少女の真似をして、子どもたちも景色を見ている。そんな三人の姿は人の姿をしている。子どもたちもディーオと同じように、人の姿へと自由自在に変われるというのだろうか。
ドラゴンが何故人の姿になれるのか、それもやはりあの出来事が関係しているのだろう。少女は何気なく空を見上げた。子どもたちも真似をして空を見上げる。雲一つなくて青だけが広がっている。
すると空に小さくうっすらと、何かが見えた。鳥が飛んでいるのだろうかと思っていたら、大きな翼が見えて黒い体が見えて鋭い両目が見えた。どこかに出掛けて、そして帰ってきたようだ。
「ディーオだ」
少女は空に向けて手をふった。子どもたちも真似をして空に向けて手をふる。するとそれに気づいたディーオは、大きな声をあげてこたえた。別に威嚇しているわけではないがコワイ。
「何処に行ってたんだろう……」
ディーオが傍にいなくて寂しかったのだろうか、少女は小さな声でそう言った。その声は子どもたちには聞こえていないのか、空に向けて手をふり続けている。ここだよ、こっちこっち、ディーオさまーここだよー、子どもたちの可愛い声が響き渡る。
子どもたちの笑い声や笑顔、それらが溢れていると平和なのだと実感できる。逆に子どもたちの泣き声や泣き顔で溢れていると、悲しみや憎しみがそこらじゅうを漂っていてなんとも重く暗い空気を作ってしまう。争いごとに巻き込まれるのはいつも子ども、大人たちが勝手に始めた争いには子どもは関係ない。しかし争いが始まってしまうとそんな事は言ってられなくなる。女性でも、お年寄りでも、そして子どもでも、容赦なく殺されてしまうのだ。

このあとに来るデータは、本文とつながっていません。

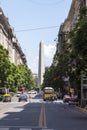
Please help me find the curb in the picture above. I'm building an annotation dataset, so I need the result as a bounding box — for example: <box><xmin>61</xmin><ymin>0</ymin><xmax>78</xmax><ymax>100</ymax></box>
<box><xmin>76</xmin><ymin>106</ymin><xmax>87</xmax><ymax>112</ymax></box>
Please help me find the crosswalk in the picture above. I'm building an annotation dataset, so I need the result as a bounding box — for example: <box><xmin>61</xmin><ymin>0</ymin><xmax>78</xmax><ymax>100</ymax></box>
<box><xmin>0</xmin><ymin>127</ymin><xmax>54</xmax><ymax>130</ymax></box>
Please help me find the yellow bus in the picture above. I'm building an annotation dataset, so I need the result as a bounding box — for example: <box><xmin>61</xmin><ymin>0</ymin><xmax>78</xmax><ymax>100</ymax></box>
<box><xmin>43</xmin><ymin>87</ymin><xmax>57</xmax><ymax>101</ymax></box>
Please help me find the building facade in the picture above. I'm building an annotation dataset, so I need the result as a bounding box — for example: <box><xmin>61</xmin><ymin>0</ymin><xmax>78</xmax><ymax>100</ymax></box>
<box><xmin>53</xmin><ymin>0</ymin><xmax>87</xmax><ymax>66</ymax></box>
<box><xmin>0</xmin><ymin>7</ymin><xmax>27</xmax><ymax>66</ymax></box>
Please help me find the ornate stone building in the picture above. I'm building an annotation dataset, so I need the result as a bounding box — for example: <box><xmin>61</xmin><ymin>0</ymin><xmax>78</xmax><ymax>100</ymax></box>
<box><xmin>0</xmin><ymin>7</ymin><xmax>27</xmax><ymax>66</ymax></box>
<box><xmin>53</xmin><ymin>0</ymin><xmax>87</xmax><ymax>66</ymax></box>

なかには女、子供は生かしておこうという者もいるかもしれない。しかし全員がそうではない。後々脅威になるのならまだ花も咲いていない蕾のまま枯らしてやろう、恨むなら俺を恨むんじゃねえこんな争いを始めた大人を恨むんだな、ぎゃははは。そして無抵抗のまま殺されてしまう。抵抗したって所詮は子ども、大人の力には敵わないのだ。抵抗したとしてもただじたばた暴れるだけ、ただそれだけなのだ。
誰彼かまわず切って切って切って、そんなことをしている人に心があると思うだろうか。そこには憐れみなどない、希望の一かけらも与えなくて与えるのは絶望だけなのだ。泣き叫ぶその声が心地よいと思える人がいるそうだ。そんなのは狂っている、きっと悪魔に憑りつかれたに違いない、もうそうなってしまっては人ではない。子どもたちは泣き叫ぶ、人ではない者は笑う、子どもたちに絶望が押し寄せる、人ではない者は笑う。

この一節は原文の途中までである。